E Bossetti spera. "Vado avanti, combatto, puoi immaginare quale sia il mio stato d'animo in attesa della Cassazione". Queste le parole del muratore di Mappello, intercettato in carcere mentre parla con la moglie Marita. L’audio è stato riportato dalla trasmissione Quarto Grado. "Sai che lotto, combatto" dice ancora Bossetti. "La speranza è che qualcosa di positivo possa cambiare". Poi il crollo nervoso: "Ci spero tantissimo Mari, perché sono stanco, stanco di continuare a subire tutto ingiustamente ed essere visto per quello che non sono". "Sono stanco, stanco di questo posto qua, stanco di tutto. Infine non ho mai chiesto un'assoluzione, ho semplicemente chiesto di poter ripetere un dato scientifico che fugherebbe ogni dubbio. Non so ma ci vuole così tanto a capirlo?".

Dal 14 giugno del 2014 l’uomo si trova in carcere per il delitto di Yara. Il muratore attende con ansia la decisione della Suprema Corte.
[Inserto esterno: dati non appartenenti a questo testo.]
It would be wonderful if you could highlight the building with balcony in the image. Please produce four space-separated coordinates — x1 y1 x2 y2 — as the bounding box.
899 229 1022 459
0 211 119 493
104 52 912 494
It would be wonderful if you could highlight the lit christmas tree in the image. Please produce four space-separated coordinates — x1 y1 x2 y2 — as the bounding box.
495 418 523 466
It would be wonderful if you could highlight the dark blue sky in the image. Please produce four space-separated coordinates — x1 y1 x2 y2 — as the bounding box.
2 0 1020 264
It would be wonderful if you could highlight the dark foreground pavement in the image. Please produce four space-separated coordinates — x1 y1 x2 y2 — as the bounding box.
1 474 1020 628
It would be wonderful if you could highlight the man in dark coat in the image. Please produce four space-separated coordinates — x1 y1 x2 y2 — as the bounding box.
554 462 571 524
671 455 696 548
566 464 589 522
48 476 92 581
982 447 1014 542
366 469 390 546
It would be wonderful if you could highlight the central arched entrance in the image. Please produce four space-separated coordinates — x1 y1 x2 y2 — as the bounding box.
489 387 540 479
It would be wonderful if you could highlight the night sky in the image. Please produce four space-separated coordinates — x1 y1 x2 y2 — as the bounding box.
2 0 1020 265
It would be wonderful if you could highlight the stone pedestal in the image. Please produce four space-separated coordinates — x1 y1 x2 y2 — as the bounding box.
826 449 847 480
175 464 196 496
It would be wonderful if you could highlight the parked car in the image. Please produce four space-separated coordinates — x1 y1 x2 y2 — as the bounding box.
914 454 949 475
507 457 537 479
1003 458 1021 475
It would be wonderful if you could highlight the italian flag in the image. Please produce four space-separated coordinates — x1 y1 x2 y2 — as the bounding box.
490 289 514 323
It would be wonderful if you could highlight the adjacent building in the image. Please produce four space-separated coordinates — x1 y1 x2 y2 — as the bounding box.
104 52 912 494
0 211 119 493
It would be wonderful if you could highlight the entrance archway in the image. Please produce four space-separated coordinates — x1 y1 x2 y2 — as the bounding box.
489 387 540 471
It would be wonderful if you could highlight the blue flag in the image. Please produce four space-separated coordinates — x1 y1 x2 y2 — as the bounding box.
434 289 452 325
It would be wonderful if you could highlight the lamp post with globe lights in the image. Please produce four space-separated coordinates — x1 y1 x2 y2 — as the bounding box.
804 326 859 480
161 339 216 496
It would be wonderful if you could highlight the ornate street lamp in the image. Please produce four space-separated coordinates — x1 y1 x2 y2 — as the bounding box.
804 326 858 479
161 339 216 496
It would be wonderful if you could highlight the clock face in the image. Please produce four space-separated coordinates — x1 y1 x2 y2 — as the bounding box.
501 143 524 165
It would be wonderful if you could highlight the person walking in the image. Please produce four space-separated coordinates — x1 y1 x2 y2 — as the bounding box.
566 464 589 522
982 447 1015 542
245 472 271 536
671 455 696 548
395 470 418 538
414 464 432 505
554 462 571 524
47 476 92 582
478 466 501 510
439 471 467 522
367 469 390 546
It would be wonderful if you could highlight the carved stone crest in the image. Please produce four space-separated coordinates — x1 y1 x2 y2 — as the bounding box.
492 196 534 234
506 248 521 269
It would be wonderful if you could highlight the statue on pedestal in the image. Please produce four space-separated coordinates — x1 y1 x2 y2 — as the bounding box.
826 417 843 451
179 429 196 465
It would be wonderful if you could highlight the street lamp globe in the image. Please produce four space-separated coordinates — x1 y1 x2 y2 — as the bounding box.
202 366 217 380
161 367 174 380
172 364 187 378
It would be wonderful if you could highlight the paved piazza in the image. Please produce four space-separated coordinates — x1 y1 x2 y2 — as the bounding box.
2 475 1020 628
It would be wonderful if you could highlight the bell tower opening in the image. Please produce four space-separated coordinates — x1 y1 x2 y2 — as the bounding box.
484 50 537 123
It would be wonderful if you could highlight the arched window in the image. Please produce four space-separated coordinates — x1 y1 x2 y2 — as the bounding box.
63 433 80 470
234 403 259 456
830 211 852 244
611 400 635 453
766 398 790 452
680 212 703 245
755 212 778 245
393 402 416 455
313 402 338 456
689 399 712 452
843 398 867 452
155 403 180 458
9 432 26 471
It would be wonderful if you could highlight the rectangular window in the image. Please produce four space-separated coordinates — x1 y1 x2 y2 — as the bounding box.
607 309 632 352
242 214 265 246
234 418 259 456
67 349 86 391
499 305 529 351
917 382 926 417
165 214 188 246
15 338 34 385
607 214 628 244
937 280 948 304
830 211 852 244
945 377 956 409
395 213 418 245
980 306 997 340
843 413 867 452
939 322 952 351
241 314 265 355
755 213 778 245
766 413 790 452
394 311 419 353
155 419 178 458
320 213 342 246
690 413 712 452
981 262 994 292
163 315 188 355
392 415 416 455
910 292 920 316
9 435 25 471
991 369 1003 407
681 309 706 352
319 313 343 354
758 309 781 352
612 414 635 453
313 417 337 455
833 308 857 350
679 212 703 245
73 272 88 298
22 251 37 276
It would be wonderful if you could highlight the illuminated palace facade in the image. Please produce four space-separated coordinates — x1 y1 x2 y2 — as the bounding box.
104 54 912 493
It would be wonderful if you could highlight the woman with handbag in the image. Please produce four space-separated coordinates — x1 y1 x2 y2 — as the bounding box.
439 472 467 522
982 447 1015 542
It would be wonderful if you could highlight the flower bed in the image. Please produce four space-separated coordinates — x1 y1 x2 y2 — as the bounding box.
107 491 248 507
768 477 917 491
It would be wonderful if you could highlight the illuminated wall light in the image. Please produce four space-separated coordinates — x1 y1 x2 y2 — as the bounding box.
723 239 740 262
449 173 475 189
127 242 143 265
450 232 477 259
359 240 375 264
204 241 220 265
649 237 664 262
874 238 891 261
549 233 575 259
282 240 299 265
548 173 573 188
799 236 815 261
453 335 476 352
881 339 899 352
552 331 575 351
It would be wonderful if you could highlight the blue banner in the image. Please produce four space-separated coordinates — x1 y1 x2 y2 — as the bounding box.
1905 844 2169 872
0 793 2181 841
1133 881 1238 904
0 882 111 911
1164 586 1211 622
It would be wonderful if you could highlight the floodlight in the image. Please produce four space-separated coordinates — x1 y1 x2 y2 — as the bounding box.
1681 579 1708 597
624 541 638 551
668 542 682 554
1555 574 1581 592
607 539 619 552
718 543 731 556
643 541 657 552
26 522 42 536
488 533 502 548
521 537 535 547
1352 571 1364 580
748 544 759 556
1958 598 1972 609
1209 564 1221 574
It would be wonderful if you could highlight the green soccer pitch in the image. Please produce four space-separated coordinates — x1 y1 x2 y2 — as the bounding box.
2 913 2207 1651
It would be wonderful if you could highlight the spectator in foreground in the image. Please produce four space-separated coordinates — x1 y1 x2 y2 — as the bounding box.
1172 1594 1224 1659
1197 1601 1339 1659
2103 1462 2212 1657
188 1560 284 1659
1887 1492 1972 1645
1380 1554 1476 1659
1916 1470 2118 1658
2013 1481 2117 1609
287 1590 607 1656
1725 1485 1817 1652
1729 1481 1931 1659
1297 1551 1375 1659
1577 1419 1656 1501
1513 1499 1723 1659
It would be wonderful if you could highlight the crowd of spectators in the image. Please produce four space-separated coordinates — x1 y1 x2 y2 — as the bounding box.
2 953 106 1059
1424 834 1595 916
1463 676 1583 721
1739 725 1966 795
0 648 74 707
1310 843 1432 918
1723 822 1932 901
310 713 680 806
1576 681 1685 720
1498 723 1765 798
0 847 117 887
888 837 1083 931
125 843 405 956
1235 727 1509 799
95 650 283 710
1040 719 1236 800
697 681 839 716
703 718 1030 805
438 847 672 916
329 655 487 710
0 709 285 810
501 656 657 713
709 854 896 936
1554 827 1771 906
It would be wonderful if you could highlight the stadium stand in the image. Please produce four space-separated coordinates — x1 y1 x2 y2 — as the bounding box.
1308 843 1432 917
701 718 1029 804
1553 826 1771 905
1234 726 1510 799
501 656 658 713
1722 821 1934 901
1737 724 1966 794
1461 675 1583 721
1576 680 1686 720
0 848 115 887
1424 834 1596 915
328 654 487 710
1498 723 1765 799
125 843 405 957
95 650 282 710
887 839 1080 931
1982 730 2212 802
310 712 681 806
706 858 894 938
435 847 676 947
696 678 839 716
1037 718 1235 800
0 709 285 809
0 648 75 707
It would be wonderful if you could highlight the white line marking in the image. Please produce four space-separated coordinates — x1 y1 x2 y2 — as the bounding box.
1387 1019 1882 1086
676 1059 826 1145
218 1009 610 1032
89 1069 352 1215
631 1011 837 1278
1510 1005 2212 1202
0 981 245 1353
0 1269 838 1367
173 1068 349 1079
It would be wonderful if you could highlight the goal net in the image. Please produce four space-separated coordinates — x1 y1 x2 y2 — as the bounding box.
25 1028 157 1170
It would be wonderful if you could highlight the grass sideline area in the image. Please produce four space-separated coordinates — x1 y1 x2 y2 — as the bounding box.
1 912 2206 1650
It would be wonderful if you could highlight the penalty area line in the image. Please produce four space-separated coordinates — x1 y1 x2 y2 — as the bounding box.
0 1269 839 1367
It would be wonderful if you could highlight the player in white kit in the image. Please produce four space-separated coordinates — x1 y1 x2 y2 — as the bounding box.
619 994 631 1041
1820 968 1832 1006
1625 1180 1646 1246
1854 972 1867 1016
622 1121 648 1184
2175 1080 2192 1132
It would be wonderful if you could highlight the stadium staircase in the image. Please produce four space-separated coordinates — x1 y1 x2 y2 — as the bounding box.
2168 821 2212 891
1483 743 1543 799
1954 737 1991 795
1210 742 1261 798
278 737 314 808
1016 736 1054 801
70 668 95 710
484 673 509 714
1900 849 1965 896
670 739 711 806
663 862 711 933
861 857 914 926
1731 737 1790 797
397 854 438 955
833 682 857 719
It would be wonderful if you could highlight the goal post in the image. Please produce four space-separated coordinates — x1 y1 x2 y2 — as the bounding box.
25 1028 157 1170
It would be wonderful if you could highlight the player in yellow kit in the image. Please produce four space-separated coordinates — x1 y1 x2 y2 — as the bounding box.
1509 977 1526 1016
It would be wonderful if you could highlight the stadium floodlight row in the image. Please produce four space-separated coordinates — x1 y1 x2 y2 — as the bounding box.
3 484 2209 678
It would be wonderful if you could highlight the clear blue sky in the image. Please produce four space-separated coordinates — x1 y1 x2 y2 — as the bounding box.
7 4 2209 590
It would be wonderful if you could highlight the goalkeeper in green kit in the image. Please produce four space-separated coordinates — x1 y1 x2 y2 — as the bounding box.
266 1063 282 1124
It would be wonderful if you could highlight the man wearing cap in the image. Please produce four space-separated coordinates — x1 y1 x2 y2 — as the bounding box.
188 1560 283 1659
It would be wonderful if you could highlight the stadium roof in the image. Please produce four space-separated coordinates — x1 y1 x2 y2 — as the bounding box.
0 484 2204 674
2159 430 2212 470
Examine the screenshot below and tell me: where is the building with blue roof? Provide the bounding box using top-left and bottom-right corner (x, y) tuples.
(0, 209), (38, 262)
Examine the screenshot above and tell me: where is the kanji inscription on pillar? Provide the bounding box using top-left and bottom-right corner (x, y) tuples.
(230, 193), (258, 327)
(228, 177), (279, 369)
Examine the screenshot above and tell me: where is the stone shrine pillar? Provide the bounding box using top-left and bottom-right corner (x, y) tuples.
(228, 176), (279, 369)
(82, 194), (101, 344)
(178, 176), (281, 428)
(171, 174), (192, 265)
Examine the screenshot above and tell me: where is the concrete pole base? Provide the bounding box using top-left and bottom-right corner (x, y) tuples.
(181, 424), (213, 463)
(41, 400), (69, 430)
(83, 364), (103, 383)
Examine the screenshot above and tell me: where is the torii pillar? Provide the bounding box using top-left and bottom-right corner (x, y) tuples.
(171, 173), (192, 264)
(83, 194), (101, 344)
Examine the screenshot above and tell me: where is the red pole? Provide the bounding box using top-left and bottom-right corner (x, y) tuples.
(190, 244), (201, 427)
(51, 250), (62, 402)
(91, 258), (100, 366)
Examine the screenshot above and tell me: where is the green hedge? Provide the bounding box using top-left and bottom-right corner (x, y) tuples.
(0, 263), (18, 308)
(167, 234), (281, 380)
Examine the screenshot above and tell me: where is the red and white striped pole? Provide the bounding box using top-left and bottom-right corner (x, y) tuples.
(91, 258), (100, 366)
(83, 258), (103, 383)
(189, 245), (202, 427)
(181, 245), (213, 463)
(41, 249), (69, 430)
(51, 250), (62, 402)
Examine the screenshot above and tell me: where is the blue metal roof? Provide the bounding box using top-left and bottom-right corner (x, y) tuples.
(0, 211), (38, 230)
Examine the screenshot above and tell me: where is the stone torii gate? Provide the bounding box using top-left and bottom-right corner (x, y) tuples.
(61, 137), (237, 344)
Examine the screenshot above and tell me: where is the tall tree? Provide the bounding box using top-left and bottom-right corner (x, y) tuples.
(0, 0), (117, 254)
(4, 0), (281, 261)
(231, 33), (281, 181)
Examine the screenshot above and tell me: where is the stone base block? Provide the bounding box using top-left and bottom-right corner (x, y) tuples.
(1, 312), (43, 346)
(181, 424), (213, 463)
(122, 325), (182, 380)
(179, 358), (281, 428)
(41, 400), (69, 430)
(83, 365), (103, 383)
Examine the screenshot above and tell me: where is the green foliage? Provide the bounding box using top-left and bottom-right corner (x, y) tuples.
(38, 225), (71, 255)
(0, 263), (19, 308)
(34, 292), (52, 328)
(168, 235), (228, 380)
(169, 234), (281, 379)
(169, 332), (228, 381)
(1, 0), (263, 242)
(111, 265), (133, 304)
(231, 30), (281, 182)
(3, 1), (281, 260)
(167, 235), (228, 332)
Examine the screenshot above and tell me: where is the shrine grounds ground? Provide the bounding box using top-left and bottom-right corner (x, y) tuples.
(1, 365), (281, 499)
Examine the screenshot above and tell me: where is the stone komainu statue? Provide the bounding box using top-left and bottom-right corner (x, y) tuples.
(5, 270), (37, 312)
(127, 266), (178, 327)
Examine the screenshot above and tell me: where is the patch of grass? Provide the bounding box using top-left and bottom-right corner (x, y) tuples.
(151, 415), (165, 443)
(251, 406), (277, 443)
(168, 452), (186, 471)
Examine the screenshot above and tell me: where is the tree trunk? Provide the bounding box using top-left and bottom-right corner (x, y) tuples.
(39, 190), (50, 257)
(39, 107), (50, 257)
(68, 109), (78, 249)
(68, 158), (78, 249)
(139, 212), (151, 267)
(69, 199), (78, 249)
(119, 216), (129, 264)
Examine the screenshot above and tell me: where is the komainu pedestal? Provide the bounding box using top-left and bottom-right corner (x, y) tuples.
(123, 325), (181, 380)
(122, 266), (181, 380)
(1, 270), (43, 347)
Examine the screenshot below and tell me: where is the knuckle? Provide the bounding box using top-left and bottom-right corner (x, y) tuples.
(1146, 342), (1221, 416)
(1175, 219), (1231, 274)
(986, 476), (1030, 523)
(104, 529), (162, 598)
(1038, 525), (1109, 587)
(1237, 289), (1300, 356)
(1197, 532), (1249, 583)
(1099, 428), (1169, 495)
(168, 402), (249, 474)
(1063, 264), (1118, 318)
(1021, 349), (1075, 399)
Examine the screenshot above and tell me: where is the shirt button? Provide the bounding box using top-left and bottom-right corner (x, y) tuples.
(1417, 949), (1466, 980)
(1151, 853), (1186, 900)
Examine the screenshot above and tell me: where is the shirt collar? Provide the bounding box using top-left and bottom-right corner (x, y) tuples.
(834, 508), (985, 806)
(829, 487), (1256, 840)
Quest’ultima potrà o confermare la condanna all’ergastolo, oppure potrà ritenere che il processo nei gradi precedenti non sia stato svolto regolarmente (vale a dire che non sia stata correttamente applicata la legge processuale), decidendo quindi o di annullare la sentenza, rinviando nuovamente a giudizio l’imputatooppure (come avvenne per Raffaele Sollecito e Amanda Knox) senza rinvio, assolvendo così l’accusato.